De multiples expériences ont montré que les femmes qui demandent des salaires plus élevés, qui négocient, peuvent être perçues comme moins sympathiques, trop exigeantes…
En bref, les femmes sont socialement pénalisées lorsqu’elles négocient leurs conditions de travail ou lorsqu’elles partagent leurs ambitions professionnelles.
Pour établir une égalité professionnelle réelle, le changement doit être structurel, avant d’être individuel. Charge à la société et aux organisations de prendre cette question à bras-le-corps.
En attendant, en cette saison d’entretiens annuels, que peut-on faire, à nos petites échelles, pour mettre quelques chances de notre côté ?
Pour négocier son salaire, comprendre ses freins, envoyer valser l’autocensure
La première étape pour parvenir à travailler sur tout ça, c’est sans doute de prendre le temps de comprendre comment fonctionne notre société.
Nous évoluons dans des milieux professionnels qui ne jouent pas forcément en notre faveur.

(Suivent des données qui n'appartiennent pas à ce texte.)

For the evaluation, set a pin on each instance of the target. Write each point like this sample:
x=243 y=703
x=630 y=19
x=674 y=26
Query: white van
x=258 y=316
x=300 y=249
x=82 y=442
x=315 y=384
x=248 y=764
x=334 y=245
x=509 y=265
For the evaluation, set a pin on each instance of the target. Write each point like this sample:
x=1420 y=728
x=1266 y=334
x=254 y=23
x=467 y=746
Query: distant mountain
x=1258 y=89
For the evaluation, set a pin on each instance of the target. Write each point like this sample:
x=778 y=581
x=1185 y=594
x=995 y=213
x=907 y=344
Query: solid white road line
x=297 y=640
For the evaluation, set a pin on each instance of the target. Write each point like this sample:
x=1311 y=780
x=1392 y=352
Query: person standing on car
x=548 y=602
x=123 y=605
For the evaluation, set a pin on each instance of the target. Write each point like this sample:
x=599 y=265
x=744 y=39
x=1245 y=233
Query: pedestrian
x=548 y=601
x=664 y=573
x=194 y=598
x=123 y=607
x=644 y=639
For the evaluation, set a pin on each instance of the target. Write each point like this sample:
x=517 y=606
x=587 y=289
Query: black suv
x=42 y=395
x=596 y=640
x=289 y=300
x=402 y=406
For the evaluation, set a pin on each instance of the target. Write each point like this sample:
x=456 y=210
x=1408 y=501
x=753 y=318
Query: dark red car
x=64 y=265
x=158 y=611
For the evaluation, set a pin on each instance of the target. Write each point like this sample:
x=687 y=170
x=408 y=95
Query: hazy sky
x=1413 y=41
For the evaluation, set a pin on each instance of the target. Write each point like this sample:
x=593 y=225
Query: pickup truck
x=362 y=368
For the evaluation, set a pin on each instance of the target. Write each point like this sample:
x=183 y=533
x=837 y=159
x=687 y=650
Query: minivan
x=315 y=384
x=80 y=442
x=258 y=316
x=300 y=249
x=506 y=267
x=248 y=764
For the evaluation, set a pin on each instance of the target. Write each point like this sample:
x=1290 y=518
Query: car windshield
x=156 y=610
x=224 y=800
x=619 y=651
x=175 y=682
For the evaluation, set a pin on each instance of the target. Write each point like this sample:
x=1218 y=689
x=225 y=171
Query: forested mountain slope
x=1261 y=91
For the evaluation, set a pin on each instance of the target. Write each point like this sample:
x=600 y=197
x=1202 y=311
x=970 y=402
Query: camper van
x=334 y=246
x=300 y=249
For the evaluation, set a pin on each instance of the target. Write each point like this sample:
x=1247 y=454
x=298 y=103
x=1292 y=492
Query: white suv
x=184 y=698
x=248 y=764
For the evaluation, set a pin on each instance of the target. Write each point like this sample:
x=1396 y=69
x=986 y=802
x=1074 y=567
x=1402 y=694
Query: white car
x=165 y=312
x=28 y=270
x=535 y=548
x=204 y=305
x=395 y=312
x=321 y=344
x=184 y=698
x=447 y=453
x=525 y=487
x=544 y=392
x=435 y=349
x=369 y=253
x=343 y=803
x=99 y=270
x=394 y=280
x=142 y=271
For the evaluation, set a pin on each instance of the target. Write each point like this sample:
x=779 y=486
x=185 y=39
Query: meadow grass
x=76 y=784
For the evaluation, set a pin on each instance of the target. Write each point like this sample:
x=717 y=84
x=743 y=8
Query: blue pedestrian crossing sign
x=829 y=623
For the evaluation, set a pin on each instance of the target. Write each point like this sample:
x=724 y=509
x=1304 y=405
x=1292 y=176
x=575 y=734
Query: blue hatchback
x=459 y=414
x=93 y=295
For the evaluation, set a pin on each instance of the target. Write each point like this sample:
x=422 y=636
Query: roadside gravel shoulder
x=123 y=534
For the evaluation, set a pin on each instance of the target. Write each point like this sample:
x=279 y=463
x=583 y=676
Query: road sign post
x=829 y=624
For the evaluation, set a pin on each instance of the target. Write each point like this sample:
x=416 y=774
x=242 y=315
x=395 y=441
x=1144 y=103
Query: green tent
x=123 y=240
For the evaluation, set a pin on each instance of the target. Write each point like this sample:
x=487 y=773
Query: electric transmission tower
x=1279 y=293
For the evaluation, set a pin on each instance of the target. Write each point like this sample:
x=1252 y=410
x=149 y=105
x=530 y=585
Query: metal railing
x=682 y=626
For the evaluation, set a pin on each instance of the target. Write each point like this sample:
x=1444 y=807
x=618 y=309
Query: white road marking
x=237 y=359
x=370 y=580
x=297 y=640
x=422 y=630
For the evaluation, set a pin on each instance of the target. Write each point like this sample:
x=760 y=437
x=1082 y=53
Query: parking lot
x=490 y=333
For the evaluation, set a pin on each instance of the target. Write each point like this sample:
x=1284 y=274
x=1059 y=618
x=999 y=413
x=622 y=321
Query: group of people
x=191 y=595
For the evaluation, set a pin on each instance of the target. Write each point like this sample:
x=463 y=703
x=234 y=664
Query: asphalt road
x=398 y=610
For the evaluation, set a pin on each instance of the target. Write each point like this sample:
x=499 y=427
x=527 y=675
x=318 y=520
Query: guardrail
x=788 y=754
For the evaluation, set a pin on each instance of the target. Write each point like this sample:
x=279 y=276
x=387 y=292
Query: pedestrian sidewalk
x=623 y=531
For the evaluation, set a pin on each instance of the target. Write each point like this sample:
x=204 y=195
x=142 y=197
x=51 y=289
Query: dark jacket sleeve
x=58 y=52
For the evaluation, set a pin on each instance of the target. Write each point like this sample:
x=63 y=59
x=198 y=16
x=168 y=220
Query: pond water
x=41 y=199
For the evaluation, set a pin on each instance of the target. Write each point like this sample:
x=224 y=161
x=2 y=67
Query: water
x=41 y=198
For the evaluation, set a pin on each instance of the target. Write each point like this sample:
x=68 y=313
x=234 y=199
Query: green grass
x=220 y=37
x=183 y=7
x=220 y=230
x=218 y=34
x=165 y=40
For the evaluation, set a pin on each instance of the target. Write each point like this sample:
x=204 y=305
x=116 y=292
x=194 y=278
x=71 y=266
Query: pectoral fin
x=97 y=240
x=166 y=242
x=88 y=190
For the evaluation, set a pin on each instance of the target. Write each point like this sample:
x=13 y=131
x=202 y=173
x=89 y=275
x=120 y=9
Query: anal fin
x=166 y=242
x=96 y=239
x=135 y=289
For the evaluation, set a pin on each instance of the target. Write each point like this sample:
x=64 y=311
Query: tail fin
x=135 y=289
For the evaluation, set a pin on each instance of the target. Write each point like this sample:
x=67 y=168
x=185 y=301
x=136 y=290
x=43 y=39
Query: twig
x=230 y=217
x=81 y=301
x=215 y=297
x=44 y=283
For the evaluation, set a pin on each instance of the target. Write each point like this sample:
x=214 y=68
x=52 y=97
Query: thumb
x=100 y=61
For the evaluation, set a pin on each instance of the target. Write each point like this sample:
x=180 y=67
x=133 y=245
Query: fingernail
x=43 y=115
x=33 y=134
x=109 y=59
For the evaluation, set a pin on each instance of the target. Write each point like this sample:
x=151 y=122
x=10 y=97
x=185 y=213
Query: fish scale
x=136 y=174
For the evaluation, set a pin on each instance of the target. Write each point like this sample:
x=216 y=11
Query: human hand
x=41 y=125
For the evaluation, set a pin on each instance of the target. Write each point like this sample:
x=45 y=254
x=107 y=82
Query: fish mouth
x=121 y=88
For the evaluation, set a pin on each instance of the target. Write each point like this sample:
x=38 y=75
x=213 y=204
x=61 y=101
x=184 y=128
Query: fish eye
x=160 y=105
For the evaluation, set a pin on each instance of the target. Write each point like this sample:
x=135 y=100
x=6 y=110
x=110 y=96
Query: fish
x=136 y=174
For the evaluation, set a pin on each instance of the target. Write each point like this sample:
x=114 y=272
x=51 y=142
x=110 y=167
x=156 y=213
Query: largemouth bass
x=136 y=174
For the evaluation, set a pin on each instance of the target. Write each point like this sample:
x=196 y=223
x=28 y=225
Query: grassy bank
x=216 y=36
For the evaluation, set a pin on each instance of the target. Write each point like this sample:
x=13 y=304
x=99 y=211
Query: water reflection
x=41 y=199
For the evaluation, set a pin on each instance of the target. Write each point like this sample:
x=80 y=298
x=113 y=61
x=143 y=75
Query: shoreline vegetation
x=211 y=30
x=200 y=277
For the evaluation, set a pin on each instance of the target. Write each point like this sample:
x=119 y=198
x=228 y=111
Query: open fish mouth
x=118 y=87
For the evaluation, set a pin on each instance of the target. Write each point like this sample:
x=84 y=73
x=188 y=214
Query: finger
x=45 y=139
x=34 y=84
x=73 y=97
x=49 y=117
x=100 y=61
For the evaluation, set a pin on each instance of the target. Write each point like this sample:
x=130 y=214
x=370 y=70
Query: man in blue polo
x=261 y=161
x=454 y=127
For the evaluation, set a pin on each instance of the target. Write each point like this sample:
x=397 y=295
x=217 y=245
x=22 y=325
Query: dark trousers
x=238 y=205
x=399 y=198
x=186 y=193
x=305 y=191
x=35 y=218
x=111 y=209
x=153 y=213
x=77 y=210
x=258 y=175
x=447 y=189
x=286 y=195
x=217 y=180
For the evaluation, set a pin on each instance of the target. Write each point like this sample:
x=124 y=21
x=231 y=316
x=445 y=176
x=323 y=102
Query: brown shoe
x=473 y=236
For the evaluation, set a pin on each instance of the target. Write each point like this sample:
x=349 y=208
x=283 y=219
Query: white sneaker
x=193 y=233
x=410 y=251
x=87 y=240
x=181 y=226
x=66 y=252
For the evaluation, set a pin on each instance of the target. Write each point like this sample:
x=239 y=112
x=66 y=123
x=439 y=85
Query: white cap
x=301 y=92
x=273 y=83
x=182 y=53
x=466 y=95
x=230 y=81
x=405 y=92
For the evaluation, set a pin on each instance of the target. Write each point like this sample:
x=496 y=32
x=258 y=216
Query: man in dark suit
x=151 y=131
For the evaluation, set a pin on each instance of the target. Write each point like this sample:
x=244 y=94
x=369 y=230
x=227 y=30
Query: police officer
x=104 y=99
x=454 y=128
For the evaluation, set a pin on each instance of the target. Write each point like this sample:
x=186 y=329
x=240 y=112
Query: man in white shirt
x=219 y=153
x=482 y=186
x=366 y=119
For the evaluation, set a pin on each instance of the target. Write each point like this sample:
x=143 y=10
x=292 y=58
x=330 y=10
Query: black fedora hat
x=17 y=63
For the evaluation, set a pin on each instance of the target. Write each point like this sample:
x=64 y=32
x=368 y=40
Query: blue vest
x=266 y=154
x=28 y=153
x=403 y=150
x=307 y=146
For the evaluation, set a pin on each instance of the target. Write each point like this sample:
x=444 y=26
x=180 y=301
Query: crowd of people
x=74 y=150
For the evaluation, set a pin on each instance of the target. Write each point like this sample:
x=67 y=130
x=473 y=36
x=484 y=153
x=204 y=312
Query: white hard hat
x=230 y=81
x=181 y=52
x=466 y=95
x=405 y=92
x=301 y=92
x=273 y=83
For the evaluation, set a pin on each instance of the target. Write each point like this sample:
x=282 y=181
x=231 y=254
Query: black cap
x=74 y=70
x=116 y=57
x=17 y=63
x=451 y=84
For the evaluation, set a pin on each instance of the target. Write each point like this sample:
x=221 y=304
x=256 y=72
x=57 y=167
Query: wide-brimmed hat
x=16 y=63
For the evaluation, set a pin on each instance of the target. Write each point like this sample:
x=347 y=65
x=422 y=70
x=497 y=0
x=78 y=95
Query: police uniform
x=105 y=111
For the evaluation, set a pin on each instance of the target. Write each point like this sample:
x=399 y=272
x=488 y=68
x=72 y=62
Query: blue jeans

Prendre conscience que les inégalités existent, que nous n’avons pas acquis le réflexe de la négociation, et que nous avons intériorisé qu’il est mal perçu, pour une femme, d’avoir de l’ambition professionnelle…
Cela constitue déjà un premier pas — qui nous permettra de nous éloigner un peu de nos tendances à l’autocensure !
Pour négocier son salaire, plancher sur notre estime de soi
Pourquoi les hommes, parce qu’ils sont des hommes, seraient meilleurs au boulot ? Ils ne le sont pas : nous sommes tout aussi capables — et c’est bon de se le répéter.
Nous pouvons tous parvenir à nous voir de manière bienveillante.
C’est aussi bon de faire le point sur nos maux : êtes-vous une adepte du syndrome de l’imposteur ? Avez-vous la vilaine tendance de l’autodépréciation ?
Si c’est le cas, on peut se remémorer que l’autodépréciation n’est pas irréversible, et que nous pouvons parvenir à nous percevoir de manière bienveillante !
Un tas d’exercices peuvent vous aider à cultiver une bienveillance vis-à-vis de vous-mêmes :
- Adopter une posture de pouvoir pour quelques minutes peut donner un coup de boost à notre confiance,
- Tout serait une question de métacognition,
- La psychologie positive regorge de conseils sur le sujet,
- Et les madmoiZelles vous donnent de bons conseils…
Pour négocier son salaire, préparer l’entretien (et s’exercer)
Pour préparer un entretien professionnel, les psychologues proposent de réfléchir à ce que nous avons réussi professionnellement, ce qui est motif de satisfaction pour nous, ce qui nous a posé des difficultés…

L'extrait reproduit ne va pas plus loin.